D’emblée, il faut bien avoir à l’esprit que la liste de l’article L. 622-6 du code de commerce n’a pas qu’un rôle à jouer en matière de relevé de forclusion, car depuis l’ordonnance du 12 mars 2014, le troisième alinéa de l’article L. 622-24 prévoit que lorsque le débiteur a porté une créance à la connaissance du mandataire judiciaire, il est présumé avoir agi pour le compte du créancier tant que celui-ci n’a pas adressé sa propre déclaration de créance dans le délai prévu à l’article R. 622-24.

À cet égard, bien qu’il ne s’agisse pas « d’un instrument imposé », la connaissance du mandataire des créances que le débiteur déclare pour le compte des créanciers va s’opérer d’une façon quasi systématique en raison de la liste de l’article L. 622-6. Au demeurant, puisqu’elle doit comprendre l’énumération des créanciers et du montant des dettes, il s’agit, en quelque sorte, de la toute première information dont disposeront les organes de la procédure quant à la composition du passif du débiteur. Dès lors, la liste de l’article L. 622-6 fait donc figure « d’instrument privilégié » pour les déclarations de créances qu’opérerait le débiteur pour le compte de ses créanciers (« instrument privilégié » seulement, car pour valoir déclaration, seul compte le fait que le débiteur ait porté la créance à la connaissance du mandataire dans les délais, et ce, peu important le moyen mobilisé, Com. 27 mars 2024, n° 22-21.016 FS-B, Dalloz actualité, 5 avr. 2024, obs. B. Ferrari ; D. 2024. 637  ; ibid. 1154, chron. C. Bellino, T. Boutié et C. Lefeuvre  ; Rev. sociétés 2024. 404, obs. F. Reille  ; RTD com. 2024. 425, obs. A. Martin-Serf ).

Quoi qu’il en soit, nous voyons que si le débiteur omet un créancier sur la liste de l’article L. 622-6 – omission qui n’a pas à être volontaire – il est, en quelque sorte, privé du « filet de sécurité » que constitue pour lui la voie de la déclaration de sa créance par son débiteur. À notre sens, il s’agit là de l’une des raisons pour lesquelles l’omission de la liste de l’article L. 622-6 existe en tant que motif de relevé de forclusion de « plein droit » pour le créancier : ce dernier pour être relevé de forclusion – à suivre la jurisprudence de la Cour de cassation – n’a rien d’autre à prouver que son absence de la liste (Com. 16 juin 2021, n° 19-17.186 FS-B, Dalloz actualité, 28 juin 2021, obs. B. Ferrari ; D. 2021. 1183  ; ibid. 1736, obs. F.-X. Lucas et P. Cagnoli  ; ibid. 2262, chron. S. Barbot, C. Bellino et C. de Cabarrus  ; Rev. sociétés 2021. 551, obs. F. Reille  ; Rev. prat. rec. 2021. 71, chron. P. Roussel Galle et F. Reille  ; RTD com. 2021. 919, obs.
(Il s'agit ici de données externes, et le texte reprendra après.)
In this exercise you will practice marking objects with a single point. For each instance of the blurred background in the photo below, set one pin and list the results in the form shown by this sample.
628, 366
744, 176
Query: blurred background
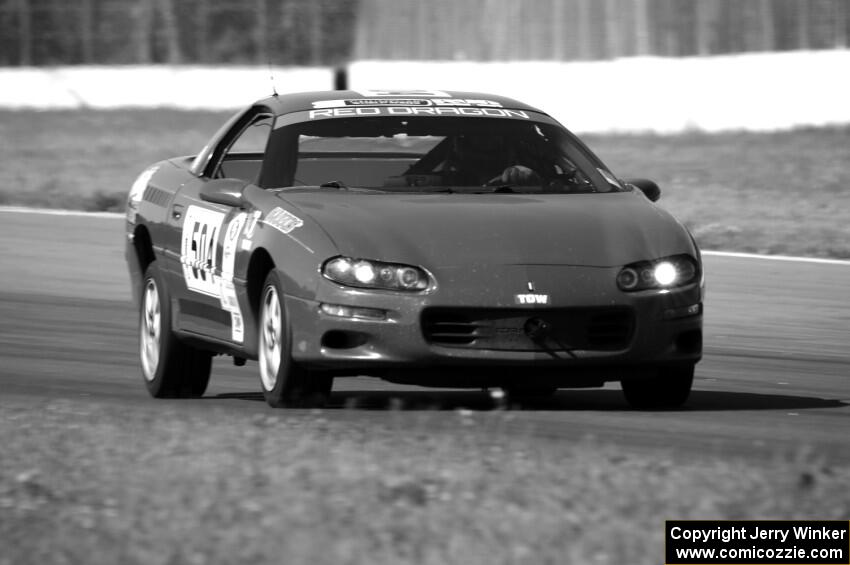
331, 32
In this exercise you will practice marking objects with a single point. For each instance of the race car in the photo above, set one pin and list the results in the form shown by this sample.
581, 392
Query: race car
445, 239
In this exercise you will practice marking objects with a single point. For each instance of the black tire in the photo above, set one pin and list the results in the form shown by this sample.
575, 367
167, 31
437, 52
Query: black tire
284, 383
670, 387
170, 368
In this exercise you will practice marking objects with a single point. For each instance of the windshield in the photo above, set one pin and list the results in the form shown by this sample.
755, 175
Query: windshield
433, 154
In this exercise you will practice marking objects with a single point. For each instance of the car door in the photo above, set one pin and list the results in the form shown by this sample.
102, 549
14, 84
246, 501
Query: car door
205, 234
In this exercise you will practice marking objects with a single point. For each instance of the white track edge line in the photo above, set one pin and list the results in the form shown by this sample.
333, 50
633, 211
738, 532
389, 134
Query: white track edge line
732, 254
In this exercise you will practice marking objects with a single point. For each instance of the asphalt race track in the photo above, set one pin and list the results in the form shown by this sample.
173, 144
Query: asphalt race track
775, 378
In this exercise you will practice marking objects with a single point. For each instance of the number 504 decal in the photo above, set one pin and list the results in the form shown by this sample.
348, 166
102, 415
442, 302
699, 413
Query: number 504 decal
201, 228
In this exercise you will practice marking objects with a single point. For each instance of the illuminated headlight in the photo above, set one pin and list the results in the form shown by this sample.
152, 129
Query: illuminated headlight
363, 273
668, 272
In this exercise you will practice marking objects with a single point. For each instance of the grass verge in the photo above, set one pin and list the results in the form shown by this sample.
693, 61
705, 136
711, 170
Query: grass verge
779, 193
136, 484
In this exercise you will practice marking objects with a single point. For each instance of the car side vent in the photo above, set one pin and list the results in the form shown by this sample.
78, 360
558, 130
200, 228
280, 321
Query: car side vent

A. Martin-Serf ).

Avec ces premiers éléments, l’on peut mesurer à quel point l’arrêt sous commentaire est intéressant. D’une façon générale, il met en perspective l’ensemble de ces règles et d’une façon plus particulière, il permet de s’attarder sur le sens à donner au terme « omission » de la liste des créanciers établie par le débiteur tel qu’employé par l’article L. 622-26 pour bénéficier du relevé de forclusion prévu dans cette hypothèse.

L’affaire

En l’espèce, une société a été condamnée au paiement de diverses sommes au bénéfice d’une autre. Mais contestant sa qualité de débitrice, la société condamnée en première instance a interjeté appel. Tandis que ce recours était toujours pendant, la société appelante a été mise en redressement judiciaire par un jugement du 26 novembre 2019 et le conseiller…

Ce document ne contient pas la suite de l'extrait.